What a job actually costs

The other thing the layer above the agents has to know is what a piece of work will really cost before you set it going — and here the obvious number is a trap.

Every session shows an estimated cost, a little dollar figure ticking up as the work runs. It is the most natural thing in the world to treat that as the budget. It is also almost entirely beside the point, because it's a notional figure — an API-equivalent price for work that, on a flat subscription, doesn't actually cost that. The dollars are theatre. I watched myself once worry about a long session as though it were an expensive one, and the worry was aimed at the wrong target entirely.

Because the real budget at fleet scale is two things that money doesn't measure. The first is context: an agent that runs too long degrades, regardless of what the meter says — its attention smears, it loses the thread, the quality quietly falls off a cliff that has nothing to do with cost. The second is reliability. Take a large multi-agent research run — the kind that burns several million tokens over a couple of hours. The interesting fact about a job that size isn't its price. It's that it doesn't run clean: it needs restarting, and the final step where everything gets synthesised into a tidy writeup tends to stall, so the thing that actually survives is the raw research digest, not the polished report. The cost of that job was never dollars. It was the attention required to babysit it to completion. Frame a long session as a context-and-reliability risk and you're thinking about the right thing. Frame it as a cost and you're watching the one gauge that doesn't matter.

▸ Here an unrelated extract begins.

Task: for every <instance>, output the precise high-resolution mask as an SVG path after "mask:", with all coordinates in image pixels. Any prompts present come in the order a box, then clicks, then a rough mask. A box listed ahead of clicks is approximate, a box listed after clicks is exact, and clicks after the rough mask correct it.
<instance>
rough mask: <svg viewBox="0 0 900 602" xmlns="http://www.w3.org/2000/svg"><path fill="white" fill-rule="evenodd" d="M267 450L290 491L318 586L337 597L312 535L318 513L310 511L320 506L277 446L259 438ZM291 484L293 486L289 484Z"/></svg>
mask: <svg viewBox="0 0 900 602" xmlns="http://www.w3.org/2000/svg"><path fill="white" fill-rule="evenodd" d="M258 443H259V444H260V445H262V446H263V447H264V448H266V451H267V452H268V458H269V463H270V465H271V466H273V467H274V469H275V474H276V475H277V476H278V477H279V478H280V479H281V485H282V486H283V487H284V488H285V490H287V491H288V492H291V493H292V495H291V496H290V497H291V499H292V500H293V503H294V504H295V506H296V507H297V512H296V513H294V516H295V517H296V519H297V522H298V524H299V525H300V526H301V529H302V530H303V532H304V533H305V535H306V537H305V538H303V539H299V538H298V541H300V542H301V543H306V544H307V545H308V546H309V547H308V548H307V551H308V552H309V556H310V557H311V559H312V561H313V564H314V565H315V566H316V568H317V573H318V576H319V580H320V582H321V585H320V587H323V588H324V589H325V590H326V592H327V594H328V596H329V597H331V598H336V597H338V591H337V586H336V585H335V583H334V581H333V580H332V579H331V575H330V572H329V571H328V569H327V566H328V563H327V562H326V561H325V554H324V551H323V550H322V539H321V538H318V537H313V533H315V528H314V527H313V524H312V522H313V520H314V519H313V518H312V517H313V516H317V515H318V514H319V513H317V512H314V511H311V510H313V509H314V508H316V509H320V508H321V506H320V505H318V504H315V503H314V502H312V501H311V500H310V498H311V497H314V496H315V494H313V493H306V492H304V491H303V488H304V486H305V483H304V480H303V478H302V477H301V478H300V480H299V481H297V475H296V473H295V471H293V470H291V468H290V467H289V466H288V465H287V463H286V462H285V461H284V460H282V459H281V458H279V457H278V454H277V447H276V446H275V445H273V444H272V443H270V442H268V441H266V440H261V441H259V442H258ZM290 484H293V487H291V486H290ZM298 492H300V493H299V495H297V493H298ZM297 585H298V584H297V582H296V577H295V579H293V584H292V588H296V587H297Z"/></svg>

The scarce resource is judgement

Put those together and you arrive at the thing nobody tells you about running a lot of AI. At fleet scale the scarce resource is not money — the plan is flat, the dollar figures are notional, and compute is the cheapest input I have. The scarce resource is attention and judgement. Knowing which agent needs what. Knowing what a job will really cost in tokens and reliability before you fire it. Knowing which document has gone stale and is about to mislead something that trusts it. And, above all, refusing to automate the judgement itself.

Everything the orchestration layer does — audit, surface, flag, recommend, watch for holes — is in service of putting a decision in front of a human or an agent capable of making it well. The tools do the looking. The deciding stays where it belongs. That is the line between an operation and a toybox, and it is a line you hold on purpose, because the technology will happily offer to cross it for you. The day you let it — the day the recommendations become installations and the estimates become decisions — you don't have a more advanced operation. You have a bigger pile of toys, running themselves enthusiastically toward a hole that none of them can see.